なんでと彼を眺める・・・悪戯な目に代わる・・・時間だと彼を引き離して彼女は準備をしに寝室を出たのだった。



時々、チェックだとカナタが来る事に呆れ睨みを効かせたソウだった。
それでもラナまでを確認していく事に気づくと、多少の我慢はして仕事へと素直に出て 行くソウを見守ったカナタだった。
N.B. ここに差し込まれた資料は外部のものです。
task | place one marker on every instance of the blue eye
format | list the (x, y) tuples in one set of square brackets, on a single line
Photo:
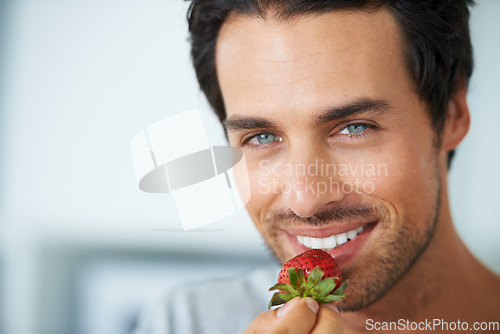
[(352, 129), (265, 138)]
薬をチェックするカナタが、家事をしている彼女の邪魔にならないように会話をする。
「減ってますよね(笑)」
「君に負担は?」
「ないです(笑)静かに寝ますから」
「襲ってない?」
「 ・・・」

「してるか・・・弱い方にして飲ませようか?」
「様子見を(笑)、時々内緒で飲ませてもいます・・・量は半分以下ですけど・・・
すみません、ネットで読んで(笑)崩して使うという人がいたので・・・・駄目でしたか?」
驚いて声に出なかった・・・

「自分から飲もうと彼はしてました・・・・多めに取って・・・嫌そうに・・・
だから飲まなくて済むならと・・・話をしたり・・・少し飲んでみたり・・・
ホットにして体も温めると眠気に誘われて静かになります。だから・・・」

「子供を抱くように?」
そうだと苦笑いをする彼女に驚き眺めた。

「辛さは互いを消してます・・・
大丈夫ですよ、全部に付き合ってる訳じゃないですから心配しないで下さいね・・・」
「君は寝てない?睡眠不足じゃないか?」

「いいえ(笑)背中に居る人肌が優しいと思えるようになりました。
彼を思い出して・・・寂しいと辛くて起きる事もありましたけど・・・そっと大丈夫と彼が呟くので・・・不思議と睡魔に襲われます(笑)
時々・・・目が覚めて・・・彼の寝息を確認する事もしてます」

「寝なきゃ駄目だろ・・・」
「大丈夫ですよ(笑)ちゃんと眠れてると確認したら普通に自分も寝てますから・・・
ちゃんと疲れも取れてます(笑)、強いて言うなら・・・バスルームに鍵は付きませんか?」
可笑しくて笑い出したカナタだった。

「真面目な話です(笑)、変態さんと暮らしてる気がしてきます・・・」
「(笑)何をしてる?」
「脱衣場でローブを広げて待ってます・・・」
「中に・・・は・・・」
「かろうじてセーフです(笑)」
アハハとまた笑うカナタに笑み返した。

「悲しみや辛さから・・・多少は離れられてる?」
「残念な気持ちが残ります・・・」
「ちゃんと(笑)生きれてるね・・・
互いに生かせる意味を・・・君は理解して過ごせてるようだ・・・」
「彼もそうだといいけど・・・」

「少し前の事だね・・・
地位を確立したくてソウを狙うが・・・今は手放せず離しても貰えないんだ。
だから辛くなる・・・助かったよ・・・切り換えが早くなったようだ・・・」

「(笑)精神科のお医者さまでしたか?」
「今は外科にね(笑)」
「それはソウさんの為に・・・」
そうだと頷くカナタに悲し気に笑み返した・・・

カナタの携帯が鳴る・・・暫く聞いていた彼はふいにラナへ視線を飛ばした。
その事に焦り慌て目を反らした・・・
苦笑いをするラナは、家事を続けたのだった。

「すまない(笑)。今日は家から出ないで欲しいと連絡を貰った。
自宅のチャイムも全部無視する事・・・」
巻き込みを避けたいのだと気づいた彼女が笑み返し家事をするのだった。

夕食を済ませラナへ話してからカナタは、そっと帰っていった。
ソウの仕事は何かと聞いた事は無かった事に気づいた彼女がいた。

もしかしてという思いが過るが、それは知らぬを通そうと・・・自分の生活をしようと心に決めた。